Warlander withdrew its name from the lawsuit after Davis expressed concerns over the New York-based fund’s involvement during oral arguments last summer.
During oral arguments, the firm disclosed in the courtroom that it stood to benefit if the bonds were ruled illegal because of credit default hedges it had entered into involving the challenged bonds. Nuveen Asset Management LLC and AllianceBernstein LP put forth the claim in support of Illinois’ position that the bonds were legally issued and should continue to be paid.
With the case now remanded back to the lower court, the state’s authorization of up to $5 billion of borrowing through the Federal Reserve’s Municipal Liquidity Facility to help balance the fiscal 2021 budget may come under heightened scrutiny as depending on the structure it could fall under the type of debt challenged in the lawsuit.
The state is hoping for direct aid for tax losses from the federal relief package being negotiated by President Trump and congressional leaders. It will borrow if the aid doesn’t come through this year. The Pritzker administration hopes eventually aid would come through that could repay the debt.
The Tillman lawsuit argues that deficit financing is not a “specific purpose” allowed under the state constitution. The state can borrow to cover a deficit under statutory provisions that allow for a term limited to one-year due to a failure of revenues.
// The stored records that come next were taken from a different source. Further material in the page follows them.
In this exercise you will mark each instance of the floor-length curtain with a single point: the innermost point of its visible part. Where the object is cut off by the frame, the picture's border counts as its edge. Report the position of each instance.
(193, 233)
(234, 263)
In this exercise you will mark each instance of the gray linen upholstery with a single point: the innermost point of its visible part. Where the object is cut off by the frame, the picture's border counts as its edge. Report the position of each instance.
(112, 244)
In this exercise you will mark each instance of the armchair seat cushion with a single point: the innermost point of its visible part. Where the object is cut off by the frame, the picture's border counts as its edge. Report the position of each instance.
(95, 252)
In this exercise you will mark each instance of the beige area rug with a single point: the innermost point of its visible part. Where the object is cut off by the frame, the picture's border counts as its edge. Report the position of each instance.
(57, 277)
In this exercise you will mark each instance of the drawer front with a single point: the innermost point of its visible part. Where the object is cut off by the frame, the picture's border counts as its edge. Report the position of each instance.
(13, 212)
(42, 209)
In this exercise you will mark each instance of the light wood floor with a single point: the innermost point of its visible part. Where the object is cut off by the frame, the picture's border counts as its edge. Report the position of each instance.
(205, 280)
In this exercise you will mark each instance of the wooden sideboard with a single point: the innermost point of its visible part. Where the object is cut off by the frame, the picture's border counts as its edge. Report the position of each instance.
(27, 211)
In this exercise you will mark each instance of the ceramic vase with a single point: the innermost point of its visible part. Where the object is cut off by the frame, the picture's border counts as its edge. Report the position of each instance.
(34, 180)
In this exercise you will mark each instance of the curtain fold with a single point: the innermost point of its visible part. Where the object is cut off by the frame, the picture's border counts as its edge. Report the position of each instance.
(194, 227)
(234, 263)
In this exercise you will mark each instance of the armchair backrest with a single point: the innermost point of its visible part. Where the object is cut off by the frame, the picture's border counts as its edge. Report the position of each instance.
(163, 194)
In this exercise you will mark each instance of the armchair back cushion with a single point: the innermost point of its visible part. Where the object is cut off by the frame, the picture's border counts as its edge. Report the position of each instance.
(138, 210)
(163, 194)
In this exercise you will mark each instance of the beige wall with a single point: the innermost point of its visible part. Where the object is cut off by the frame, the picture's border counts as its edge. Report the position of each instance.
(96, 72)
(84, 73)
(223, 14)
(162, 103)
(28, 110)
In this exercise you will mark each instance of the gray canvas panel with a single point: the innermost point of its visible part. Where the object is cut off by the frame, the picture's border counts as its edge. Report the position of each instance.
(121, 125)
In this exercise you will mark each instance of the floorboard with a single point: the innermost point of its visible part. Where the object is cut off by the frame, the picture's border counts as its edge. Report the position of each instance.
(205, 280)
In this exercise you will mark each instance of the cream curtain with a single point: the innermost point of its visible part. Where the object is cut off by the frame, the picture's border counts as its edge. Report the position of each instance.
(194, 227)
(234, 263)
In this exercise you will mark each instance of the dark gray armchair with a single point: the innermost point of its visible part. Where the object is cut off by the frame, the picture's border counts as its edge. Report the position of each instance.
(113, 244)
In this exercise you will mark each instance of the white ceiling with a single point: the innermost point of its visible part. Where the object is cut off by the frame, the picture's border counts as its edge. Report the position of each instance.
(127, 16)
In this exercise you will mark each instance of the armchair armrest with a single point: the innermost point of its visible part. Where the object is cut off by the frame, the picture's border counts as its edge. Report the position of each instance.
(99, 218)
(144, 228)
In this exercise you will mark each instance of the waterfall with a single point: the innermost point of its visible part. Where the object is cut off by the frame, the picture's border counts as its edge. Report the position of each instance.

The state recently borrowed $1.2 billion through a MLF loan under that provision.
The appellate opinion noted that Judge Davis based his trial court ruling on findings that the statutes authorizing the 2003 and 2017 bonds did lay out a “specific purpose” for the borrowings in “sufficient detail” and that the filing of the complaint would be an unjustified interference with the application of public funds.
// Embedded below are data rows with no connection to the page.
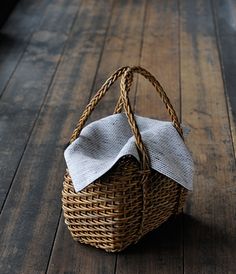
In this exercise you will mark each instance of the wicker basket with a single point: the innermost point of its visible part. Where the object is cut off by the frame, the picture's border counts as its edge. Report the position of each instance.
(131, 199)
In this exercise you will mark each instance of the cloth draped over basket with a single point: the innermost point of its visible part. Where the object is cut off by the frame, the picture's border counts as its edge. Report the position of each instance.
(112, 196)
(102, 143)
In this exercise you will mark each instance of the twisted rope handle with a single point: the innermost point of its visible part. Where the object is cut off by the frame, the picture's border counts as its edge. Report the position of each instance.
(95, 100)
(161, 92)
(125, 85)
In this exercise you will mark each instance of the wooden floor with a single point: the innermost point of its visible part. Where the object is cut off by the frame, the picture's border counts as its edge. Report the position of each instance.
(54, 55)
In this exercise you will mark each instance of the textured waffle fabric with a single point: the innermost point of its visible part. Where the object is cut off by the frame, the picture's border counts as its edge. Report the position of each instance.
(102, 143)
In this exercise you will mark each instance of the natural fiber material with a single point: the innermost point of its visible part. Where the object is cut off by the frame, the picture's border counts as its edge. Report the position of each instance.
(131, 199)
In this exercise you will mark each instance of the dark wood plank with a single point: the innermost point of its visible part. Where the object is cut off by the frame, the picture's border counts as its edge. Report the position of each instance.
(225, 20)
(30, 216)
(161, 251)
(5, 9)
(25, 93)
(15, 35)
(209, 234)
(122, 47)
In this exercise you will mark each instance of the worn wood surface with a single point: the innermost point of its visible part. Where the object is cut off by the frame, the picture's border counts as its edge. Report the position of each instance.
(53, 56)
(225, 24)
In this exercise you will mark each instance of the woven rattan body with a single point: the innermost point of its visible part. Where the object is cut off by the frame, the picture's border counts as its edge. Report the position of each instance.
(127, 202)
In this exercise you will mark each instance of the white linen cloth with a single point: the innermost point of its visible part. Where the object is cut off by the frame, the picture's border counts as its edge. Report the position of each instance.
(102, 143)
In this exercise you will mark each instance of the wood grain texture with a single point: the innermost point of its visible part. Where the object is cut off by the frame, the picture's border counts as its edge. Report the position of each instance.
(25, 93)
(225, 21)
(50, 70)
(15, 36)
(161, 251)
(30, 228)
(122, 45)
(209, 226)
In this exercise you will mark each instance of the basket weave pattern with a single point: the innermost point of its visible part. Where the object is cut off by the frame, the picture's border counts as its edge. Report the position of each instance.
(129, 200)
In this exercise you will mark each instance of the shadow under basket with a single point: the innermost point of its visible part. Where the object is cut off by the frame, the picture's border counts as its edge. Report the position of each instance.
(109, 214)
In his appeal, Tillman argued that the court should only consider the issue of whether the lawsuit was frivolous or malicious. Tillman’s lawyers argued that such a claim can’t be made because of its position that the borrowings were unconstitutional.
Tillman argued that the state’s use of funds for both financings fell short of meeting a qualified “specific purposes” because its was too “general” and also violated the type of specific purpose allowed for debt issuance like projects, capital improvements, and other non-recurring costs. The 2017 issue paid down bills and a portion of the 2003 pension issue covered near-term contributions easing pressure on the general fund.
The state countered that the Davis opinion correctly rejected the appeal on the argument that the statutes are constitutional as the bond legislation offered sufficient language on the specificity of use, that the statute of limitations had passed and the time to have filed the lawsuit was in response to the bond legislation.
The appellate court in overturning Davis looked at legal rulings on taxpayer action suits as the permission to proceed was designed as a check on frivolous litigation and interference with the distribution of public moneys.
In reviewing what the appellate court called a seminal case the state supreme court had written the sole question “is whether the facts alleged in the petition and proposed complaint, taken as true, disclose a reasonable ground for the filing of a suit.”
The high court concluded that while important to prevent unjustified interferences “it is equally important that suits which do not appear unjustified are not barred or foreclosed.”
The appellate panel in applying that high court finding to the Tillman case wrote: “We likewise conclude that nothing in the record indicates that the proposed complaint was frivolous, filed for a malicious purpose, or is otherwise unjustified…resolution of Tillman’s claims requires interpreting statutes and a constitutional provision to determine if those statutes are constitutional.”